The correlation coefficient refers to: pearson's correlation coefficient
Figure BDA0003652967710000041
Wherein: cov (X, Y) corresponds to the covariance of the two vectors, and σ corresponds to the standard deviation of the vector.
The invention relates to a system for realizing the method, which comprises the following steps: the system comprises a protein map generation module, a feature extraction network based on an attention mechanism, a map pooling network, a loss function module, a parameter updating module and a verification module, wherein: the protein graph generation module respectively extracts original node features and edge features from the sample protein bait structure data and constructs the extracted features into an original protein graph; the feature extraction network based on the attention mechanism obtains the high-dimensional features of the protein map through forward learning; the graph pooling network carries out simple calculation and average processing on the high-dimensional features to obtain global and local prediction scores respectively; sending the obtained fraction and the real fraction corresponding to the sample to a loss function module together for calculating loss; updating network parameters in a parameter updating module by utilizing a back propagation and gradient descent algorithm according to the loss; and repeatedly training and iterating until the verification module judges that the model achieves the expected effect.
Technical effects
The invention can achieve similar precision on the authoritative public data sets and obtain the optimal result on the high-precision subset under the condition of shorter running time than the current first-class evaluation algorithm.
Drawings
FIG. 1 is a flow chart of the present invention;
FIG. 2 is a schematic diagram of a graph neural network model training process constructed based on an attention mechanism and a graph pooling technique;
FIG. 3 is a schematic diagram of a neural network architecture implementing an attention-based mechanism.
Detailed Description
As shown in fig. 1, the present embodiment relates to a method for evaluating a protein structure model based on deep learning, which includes the following steps:
step 1) extracting Cartesian coordinate information of heavy atoms of each residue in a protein-like bait structure in a three-dimensional space, and then performing pretreatment through dual-relax of Rosetta software to relax the structure under double-space constraint.

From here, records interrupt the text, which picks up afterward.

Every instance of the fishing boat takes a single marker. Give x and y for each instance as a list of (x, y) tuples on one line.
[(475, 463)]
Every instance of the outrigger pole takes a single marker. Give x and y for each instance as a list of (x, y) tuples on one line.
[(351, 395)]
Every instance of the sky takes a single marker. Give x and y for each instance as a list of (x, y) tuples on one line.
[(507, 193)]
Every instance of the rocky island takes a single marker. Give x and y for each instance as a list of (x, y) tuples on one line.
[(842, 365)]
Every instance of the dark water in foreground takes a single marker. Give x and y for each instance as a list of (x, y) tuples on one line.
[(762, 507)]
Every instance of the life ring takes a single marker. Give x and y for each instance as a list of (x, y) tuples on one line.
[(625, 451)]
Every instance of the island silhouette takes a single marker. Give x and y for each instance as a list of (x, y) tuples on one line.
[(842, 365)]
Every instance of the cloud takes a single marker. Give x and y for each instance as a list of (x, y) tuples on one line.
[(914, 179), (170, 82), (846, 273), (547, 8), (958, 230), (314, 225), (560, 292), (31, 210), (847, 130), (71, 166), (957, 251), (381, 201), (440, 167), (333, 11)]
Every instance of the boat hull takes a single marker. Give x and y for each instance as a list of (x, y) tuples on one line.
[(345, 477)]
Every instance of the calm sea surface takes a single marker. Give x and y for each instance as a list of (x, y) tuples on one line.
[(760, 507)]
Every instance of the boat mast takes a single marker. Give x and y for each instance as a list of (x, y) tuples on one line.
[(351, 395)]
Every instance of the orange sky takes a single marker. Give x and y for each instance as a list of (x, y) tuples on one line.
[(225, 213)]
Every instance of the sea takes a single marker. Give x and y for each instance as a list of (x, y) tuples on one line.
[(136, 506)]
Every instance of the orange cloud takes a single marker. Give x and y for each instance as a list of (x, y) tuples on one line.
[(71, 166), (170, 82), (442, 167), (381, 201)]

Step 2) calculating the Euclidean distance between each heavy atom pair according to the coordinate information of each heavy atom, constructing an adjacency matrix according to the distance, and calculating the original node characteristics and the edge characteristics of each heavy atom, wherein the method specifically comprises the following steps:
step 2.1) A protein is given which comprises L residues, which are assumed to contain a total of N heavy atoms, wherein: the cartesian coordinate of the ith heavy atom in three-dimensional space is c i =(x i ,y i ,z i ) The coordinate of the jth heavy atom is c j =(x j ,y j ,z j ) Then the Euclidean distance between these two residues is d ij =||c i -c j And | l, in practical application, a vector representation of the distance is generated using gaussian base expansion. The mean value of which is from [0,15]]Uniformly, step size is 0.4. The distance matrix of the protein is
Figure BDA0003652967710000051
The atomic coordinates of the protein are set as
Figure BDA0003652967710000052
Step 2.2) based on the distance matrix obtained above
Figure BDA0003652967710000053
The adjacency matrix can be obtained by traversing and searching M adjacent atoms which are closest to each heavy atom in three-dimensional space
Figure BDA0003652967710000054
Wherein: (i, j) ∈ a ij In order to determine whether two heavy atoms are connected at an edge in a protein map, k is a hyper-parameter for normalization, and in practical application, k is 50.
Step 2.3) obtaining the original node characteristics of each heavy atom according to the attributes of each heavy atom in the protein, and recording the collection of the original node characteristics as
Figure BDA0003652967710000055
v i The atomic species are identified independently as a 167-dimensional one-hot vector.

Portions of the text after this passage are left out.